Somewhere in the world,—somewhere in far lands of which the memory was now as indistinct as the outline of receding shores blurred by a falling mist, Theos seemed painfully to call to mind certain cold-blooded casuists he had known, who had attempted to explain away the mysteries of life and death by rule and line calculations, and who for no other reason than their mathematically argued denial of God's existence had gained for themselves a temporary, spurious celebrity. Yes! … surely he had met such men, . . but WHERE? Realizing, with a sort of shock, that he was quite as much in the dark as ever with regard to any real cognizance of his former place of abode and the manner of life he must have led before he entered this bewildering city of Al-Kyris, he roused himself abruptly, and resolutely banishing the heavy thoughts that threatened to oppress his soul, he began without further delay to direct his steps towards Sah-luma's palace.

He glanced once more at the river before leaving the embankment,—it was still blood red, and every now and then, between the sluggish ripples, multitudes of dead fish could be seen drifting along in shoals, and tangled in nets of slimy weed that at a little distance looked like the floating tresses of drowned women.

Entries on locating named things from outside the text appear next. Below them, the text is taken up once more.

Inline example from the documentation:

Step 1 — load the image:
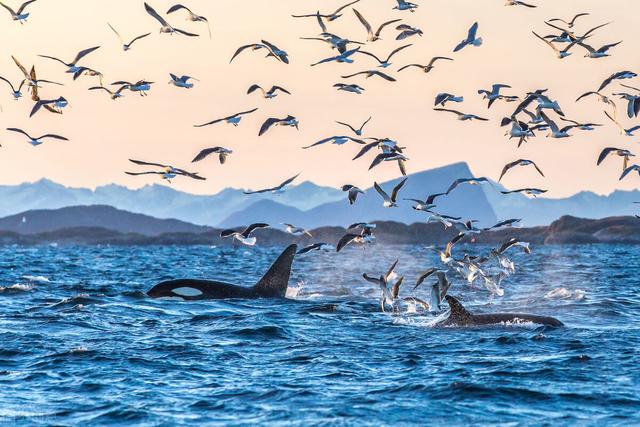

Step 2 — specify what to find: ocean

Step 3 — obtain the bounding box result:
[0,245,640,426]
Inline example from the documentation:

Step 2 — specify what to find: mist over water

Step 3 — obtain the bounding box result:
[0,245,640,425]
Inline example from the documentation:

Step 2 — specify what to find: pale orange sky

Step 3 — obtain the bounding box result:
[0,0,640,197]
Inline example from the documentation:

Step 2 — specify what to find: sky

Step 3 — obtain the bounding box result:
[0,0,640,197]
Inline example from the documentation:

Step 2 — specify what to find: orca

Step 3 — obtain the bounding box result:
[438,295,564,327]
[147,245,298,301]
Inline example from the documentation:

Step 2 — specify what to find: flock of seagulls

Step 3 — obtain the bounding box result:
[0,0,640,311]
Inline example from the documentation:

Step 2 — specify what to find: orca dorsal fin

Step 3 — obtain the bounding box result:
[253,245,298,298]
[445,295,473,325]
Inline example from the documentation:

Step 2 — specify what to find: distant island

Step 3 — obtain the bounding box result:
[0,205,640,246]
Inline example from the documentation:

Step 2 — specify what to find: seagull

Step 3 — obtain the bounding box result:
[191,147,233,165]
[258,115,299,136]
[531,31,577,59]
[0,76,25,101]
[433,93,464,107]
[291,0,360,22]
[169,73,199,89]
[342,184,364,205]
[404,193,447,211]
[501,188,548,197]
[393,0,418,12]
[29,96,69,117]
[144,2,198,37]
[398,56,453,73]
[453,22,482,52]
[260,40,289,64]
[540,111,576,138]
[220,223,269,246]
[0,0,36,24]
[244,174,300,194]
[352,9,402,42]
[333,83,364,95]
[247,84,291,99]
[358,44,413,68]
[604,111,640,136]
[614,91,640,119]
[311,47,360,67]
[111,80,153,96]
[445,177,491,195]
[7,128,68,147]
[478,83,511,108]
[336,116,372,136]
[504,0,538,9]
[302,136,366,149]
[296,243,333,255]
[340,70,396,82]
[434,108,489,122]
[619,165,640,181]
[107,22,151,52]
[598,71,638,92]
[549,13,589,28]
[73,67,104,86]
[369,152,409,176]
[38,46,100,74]
[282,222,313,237]
[373,178,408,208]
[300,32,364,53]
[125,159,207,182]
[396,24,424,40]
[193,108,257,128]
[362,260,404,312]
[578,41,622,59]
[167,4,211,38]
[596,147,635,172]
[498,159,544,182]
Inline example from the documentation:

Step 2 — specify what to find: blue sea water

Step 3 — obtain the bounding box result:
[0,245,640,426]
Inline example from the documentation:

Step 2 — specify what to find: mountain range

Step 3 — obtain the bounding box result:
[0,163,640,228]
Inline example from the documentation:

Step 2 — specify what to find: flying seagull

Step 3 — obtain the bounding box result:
[336,116,371,136]
[358,44,413,68]
[7,128,68,147]
[434,108,489,122]
[453,22,482,52]
[0,76,25,101]
[167,4,211,38]
[247,84,291,99]
[220,223,269,246]
[291,0,360,22]
[393,0,418,12]
[125,159,207,182]
[353,9,402,42]
[144,2,198,37]
[169,73,198,89]
[340,70,396,82]
[596,147,635,172]
[38,46,100,74]
[193,108,257,128]
[191,147,233,165]
[398,56,453,73]
[342,184,364,205]
[0,0,36,24]
[373,178,408,208]
[107,23,151,52]
[258,115,299,136]
[244,174,300,194]
[498,159,544,182]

It was an uncanny sight, and though it might certainly be as the wise Mira Khabur had stated, the purely natural effect of purely natural causes, still those natural causes were not as yet explained satisfactorily. An earthquake or land-slip would perhaps account sufficiently for everything,—but then an inquiring mind would desire to know WHERE the earthquake or land-slip occurred,—and also WHY these supposed far-off disturbances should thus curiously affect the river surrounding Al-Kyris? Answers to such questions as these were not forthcoming either from Professor Mira-Khabur or any other sagacious pundit,—and Theos was therefore still most illogically and unscientifically puzzled as well as superstitiously uneasy.

Turning up a side street, he quickened his pace, in order to overtake a young vendor of wines whom he perceived sauntering along in front of him, balancing a flat tray, loaded with thin crystal flasks, on his head. How gloriously the sunshine quivered through those delicately tinted glass bottles, lighting up the glittering liquid contained within them!—why, they look more like soap-bubbles than anything else! … and the boy who carried them moved with such a lazy, noiseless grace that he might have been taken for a dream-sylph rather than a human being!

"Hola, my lad!" called Theos, running after him.. "Tell me,—is this the way to the palace of the King's Laureate?"